Actualités - OPINION
LE POINT Quand meurt le King Christian MERVILLE
Par MERVILLE Christian, le 08 avril 2008 à 00h00
On a beaucoup pleuré le week-end dernier aux États-Unis en évoquant le souvenir d’un Juste mort il y a de cela quarante ans. Tout le monde ou presque y est allé de sa larme de circonstance, vraie ou feinte. Même Hillary Clinton, mais il faut lui reconnaître, elle, une extraordinaire capacité, depuis le début de cette campagne électorale, à activer sur commande ses glandes lacrymales.

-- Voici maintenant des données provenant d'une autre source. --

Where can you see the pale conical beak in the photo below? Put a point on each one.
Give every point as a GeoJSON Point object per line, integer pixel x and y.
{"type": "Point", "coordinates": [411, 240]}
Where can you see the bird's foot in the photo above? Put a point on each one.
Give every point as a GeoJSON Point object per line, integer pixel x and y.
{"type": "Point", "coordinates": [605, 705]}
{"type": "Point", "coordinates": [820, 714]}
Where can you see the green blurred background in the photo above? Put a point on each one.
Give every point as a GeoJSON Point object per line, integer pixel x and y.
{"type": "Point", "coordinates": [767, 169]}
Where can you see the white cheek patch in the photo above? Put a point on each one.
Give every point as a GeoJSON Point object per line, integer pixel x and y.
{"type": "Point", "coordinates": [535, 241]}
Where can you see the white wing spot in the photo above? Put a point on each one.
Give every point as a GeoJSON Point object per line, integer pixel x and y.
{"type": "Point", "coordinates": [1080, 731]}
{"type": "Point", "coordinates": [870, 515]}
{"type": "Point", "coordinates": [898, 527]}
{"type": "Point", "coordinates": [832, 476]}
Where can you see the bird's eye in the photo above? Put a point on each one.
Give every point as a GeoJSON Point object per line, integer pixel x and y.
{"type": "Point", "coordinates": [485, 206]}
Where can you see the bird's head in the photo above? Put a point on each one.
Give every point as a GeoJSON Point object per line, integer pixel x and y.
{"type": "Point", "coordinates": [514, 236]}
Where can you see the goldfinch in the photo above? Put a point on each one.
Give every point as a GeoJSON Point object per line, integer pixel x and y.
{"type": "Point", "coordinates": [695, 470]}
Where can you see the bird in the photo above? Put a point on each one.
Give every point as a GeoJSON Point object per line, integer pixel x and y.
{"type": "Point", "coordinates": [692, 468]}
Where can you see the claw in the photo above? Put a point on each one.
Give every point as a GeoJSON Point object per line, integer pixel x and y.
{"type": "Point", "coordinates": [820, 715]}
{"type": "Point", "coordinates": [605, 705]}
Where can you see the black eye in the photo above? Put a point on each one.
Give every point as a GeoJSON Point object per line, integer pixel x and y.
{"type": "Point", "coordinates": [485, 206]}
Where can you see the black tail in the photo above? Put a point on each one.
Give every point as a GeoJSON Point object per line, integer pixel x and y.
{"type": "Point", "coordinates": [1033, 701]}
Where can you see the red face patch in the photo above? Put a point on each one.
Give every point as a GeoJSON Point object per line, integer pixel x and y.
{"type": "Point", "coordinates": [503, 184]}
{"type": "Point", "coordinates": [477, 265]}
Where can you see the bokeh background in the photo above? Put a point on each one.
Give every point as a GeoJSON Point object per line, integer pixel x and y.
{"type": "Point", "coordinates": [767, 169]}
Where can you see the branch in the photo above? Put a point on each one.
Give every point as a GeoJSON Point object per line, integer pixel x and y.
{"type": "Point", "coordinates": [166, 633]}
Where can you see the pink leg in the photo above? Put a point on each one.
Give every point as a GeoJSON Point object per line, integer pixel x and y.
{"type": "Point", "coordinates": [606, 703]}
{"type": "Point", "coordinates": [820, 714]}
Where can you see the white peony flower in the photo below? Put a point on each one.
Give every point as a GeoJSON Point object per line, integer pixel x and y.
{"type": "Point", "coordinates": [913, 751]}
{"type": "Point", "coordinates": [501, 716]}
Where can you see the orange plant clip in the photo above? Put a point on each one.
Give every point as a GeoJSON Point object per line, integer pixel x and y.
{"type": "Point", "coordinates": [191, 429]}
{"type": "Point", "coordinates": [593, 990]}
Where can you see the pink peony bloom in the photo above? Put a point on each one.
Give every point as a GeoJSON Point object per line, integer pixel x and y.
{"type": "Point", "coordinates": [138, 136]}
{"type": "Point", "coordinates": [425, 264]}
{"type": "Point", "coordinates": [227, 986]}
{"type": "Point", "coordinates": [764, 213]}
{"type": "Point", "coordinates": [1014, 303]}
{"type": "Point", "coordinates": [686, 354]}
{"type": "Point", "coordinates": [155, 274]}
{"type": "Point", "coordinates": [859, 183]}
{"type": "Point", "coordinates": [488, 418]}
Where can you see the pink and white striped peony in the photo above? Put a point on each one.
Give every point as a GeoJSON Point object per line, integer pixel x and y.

D’une côte à l’autre on a sacrifié, cette année encore, au rituel des hommages, chacun faisant assaut d’éloquence pour évoquer le legs de l’homme au rêve prophétique, noyé sous un déluge rhétorique en cette année électorale où toutes les exagérations sont de rigueur. Ce qui a fait dire à Al Sharpton, l’un des leaders du mouvement des droits civiques : « La question n’est pas de savoir qui va faire une apparition en passant ; la question est de savoir qui va accomplir ce pour quoi le Dr King se battait. »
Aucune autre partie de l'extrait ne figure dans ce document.